WASHINGTON (AFP) – US central bankers face an increasingly difficult balancing act as they struggle to douse scorching inflation while still keeping the economy growing, though they have made it clear they are willing to risk a recession.
But with war still raging in Ukraine, and Covid-19 causing ongoing issues in Asia, avoiding an economic downturn will require luck and depend on many factors outside the United States Federal Reserve’s control.
As American families struggle to make ends meet amid surging prices for gas, food and housing, Fed officials have made clear that fighting inflation is their top priority even if that means inflicting pain.
The Fed will hold its two-day policy meeting beginning on Wednesday (July 27), when it is expected to hike the benchmark borrowing rate by another three-quarters of a percentage point in its aggressive campaign to cool demand and ease price pressures.
Despite a healthy job market with near-record low unemployment, workers are seeing their wage gains overwhelmed by consumer prices that rose by a new 40-year high of 9.1 per cent in June.
Slowing the economy is likely to cause more job losses, but policymakers want to avoid at all costs the greater pain of a price spiral that becomes entrenched or spins out of control.
Treasury Secretary Janet Yellen, herself a former Fed chief, has previously warned that such a soft landing will require good luck. On Sunday, she stressed again that while “growth is slowing”, data does not necessarily point to a recession.
“I am not saying that we will definitely avoid a recession, but I think there is a path that keeps the labor market strong and brings inflation down,” she told NBC.
Aggressive rate hikes
Former Fed vice-chair Donald Kohn told AFP it was a “very complicated, multi-dimensional issue”, especially due to the ongoing supply chain uncertainty.
After flooding the world’s largest economy with support during the pandemic – zero interest rates and a steady stream of liquidity into the financial system – Fed policymakers were congratulating themselves on how quickly the economy recovered, regaining millions of jobs in a matter of months.
But they were caught flat-footed by the rapid run-up in prices, as Americans flush with cash due to massive government aid went on a spending spree, buying up cars, houses and other goods at a time when the global supply chain was still bogged down by pandemic lockdowns that continue in China.
The Fed finally began lift-off – taking the policy interest rate off zero – in March, starting with a 25-basis point increase, followed by 50 in May and 75 in June.

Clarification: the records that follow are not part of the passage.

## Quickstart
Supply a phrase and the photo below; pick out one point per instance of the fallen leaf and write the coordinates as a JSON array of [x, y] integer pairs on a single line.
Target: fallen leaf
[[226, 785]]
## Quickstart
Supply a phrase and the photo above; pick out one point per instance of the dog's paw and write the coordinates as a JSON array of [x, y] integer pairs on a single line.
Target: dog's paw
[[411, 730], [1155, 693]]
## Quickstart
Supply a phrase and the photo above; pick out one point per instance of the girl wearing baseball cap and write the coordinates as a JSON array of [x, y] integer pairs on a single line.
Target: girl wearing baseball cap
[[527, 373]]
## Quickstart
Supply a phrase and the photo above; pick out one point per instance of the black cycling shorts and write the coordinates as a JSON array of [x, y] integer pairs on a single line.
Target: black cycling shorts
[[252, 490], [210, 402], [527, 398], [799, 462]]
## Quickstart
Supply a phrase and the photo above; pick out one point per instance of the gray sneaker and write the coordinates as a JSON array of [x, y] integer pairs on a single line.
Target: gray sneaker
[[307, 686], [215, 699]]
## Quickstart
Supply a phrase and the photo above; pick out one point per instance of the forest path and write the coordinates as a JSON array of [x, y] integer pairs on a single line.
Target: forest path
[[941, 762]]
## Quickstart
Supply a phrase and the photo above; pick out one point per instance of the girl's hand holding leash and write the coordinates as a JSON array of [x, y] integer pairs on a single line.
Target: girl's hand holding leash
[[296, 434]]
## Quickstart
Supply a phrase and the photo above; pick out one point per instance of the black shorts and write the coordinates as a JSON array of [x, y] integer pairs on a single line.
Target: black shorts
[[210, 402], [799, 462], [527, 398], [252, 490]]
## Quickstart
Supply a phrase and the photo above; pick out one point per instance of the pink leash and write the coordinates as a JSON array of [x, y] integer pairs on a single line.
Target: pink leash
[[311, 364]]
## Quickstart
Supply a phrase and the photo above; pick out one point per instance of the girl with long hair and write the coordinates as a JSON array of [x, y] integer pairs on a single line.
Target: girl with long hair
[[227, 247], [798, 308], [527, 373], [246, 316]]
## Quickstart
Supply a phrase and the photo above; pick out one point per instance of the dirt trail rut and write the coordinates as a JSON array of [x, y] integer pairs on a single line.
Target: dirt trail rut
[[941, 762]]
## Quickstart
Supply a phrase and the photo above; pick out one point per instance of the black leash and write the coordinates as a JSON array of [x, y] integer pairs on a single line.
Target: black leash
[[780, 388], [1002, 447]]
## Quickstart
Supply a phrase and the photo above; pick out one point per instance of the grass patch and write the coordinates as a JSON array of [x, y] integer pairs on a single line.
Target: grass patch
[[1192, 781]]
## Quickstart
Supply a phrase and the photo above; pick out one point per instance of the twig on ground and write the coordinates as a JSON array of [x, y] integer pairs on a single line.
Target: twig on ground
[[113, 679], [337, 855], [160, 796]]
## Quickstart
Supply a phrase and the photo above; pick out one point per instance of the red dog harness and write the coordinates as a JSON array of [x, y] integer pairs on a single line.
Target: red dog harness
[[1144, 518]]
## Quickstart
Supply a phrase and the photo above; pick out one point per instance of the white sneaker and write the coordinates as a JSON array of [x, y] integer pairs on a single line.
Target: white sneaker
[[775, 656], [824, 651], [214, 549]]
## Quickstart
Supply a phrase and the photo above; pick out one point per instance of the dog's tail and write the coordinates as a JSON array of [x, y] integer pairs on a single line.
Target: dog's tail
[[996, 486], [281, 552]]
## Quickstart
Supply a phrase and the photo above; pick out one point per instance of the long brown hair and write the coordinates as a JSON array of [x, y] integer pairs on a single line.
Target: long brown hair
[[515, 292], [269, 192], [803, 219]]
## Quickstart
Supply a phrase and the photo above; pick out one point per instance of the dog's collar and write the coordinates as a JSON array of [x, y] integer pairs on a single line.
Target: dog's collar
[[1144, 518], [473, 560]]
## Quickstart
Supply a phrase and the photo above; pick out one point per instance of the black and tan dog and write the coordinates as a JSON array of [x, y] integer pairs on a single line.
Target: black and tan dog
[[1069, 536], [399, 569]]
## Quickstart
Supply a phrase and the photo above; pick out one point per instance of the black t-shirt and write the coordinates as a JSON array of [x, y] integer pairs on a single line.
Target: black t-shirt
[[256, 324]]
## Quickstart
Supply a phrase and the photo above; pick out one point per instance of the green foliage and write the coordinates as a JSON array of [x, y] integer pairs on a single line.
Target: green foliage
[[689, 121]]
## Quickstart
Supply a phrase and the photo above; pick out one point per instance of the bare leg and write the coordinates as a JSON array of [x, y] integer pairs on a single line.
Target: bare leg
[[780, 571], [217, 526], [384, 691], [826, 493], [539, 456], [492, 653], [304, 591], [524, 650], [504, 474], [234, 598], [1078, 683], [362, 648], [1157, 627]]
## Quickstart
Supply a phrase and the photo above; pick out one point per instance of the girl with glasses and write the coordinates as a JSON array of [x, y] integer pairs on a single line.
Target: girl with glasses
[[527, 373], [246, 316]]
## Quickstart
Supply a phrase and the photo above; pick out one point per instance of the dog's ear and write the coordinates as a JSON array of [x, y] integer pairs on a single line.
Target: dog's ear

Higher lending costs make it more expensive to borrow funds to buy cars and homes or expand businesses, which should cool demand, while also making it more attractive to save rather than spend.
Fed chair Jerome Powell last month said the policy-setting Federal Open Market Committee would consider a hike of either 50 or 75 basis points at the July meeting, and most economists expect a repeat of the June three-quarter-point increase.
Fed governor Christopher Waller recently floated the idea of a mammoth 100-bps hike, which would be the first since the US central bank started using the federal funds rate for policy in the early 1990s.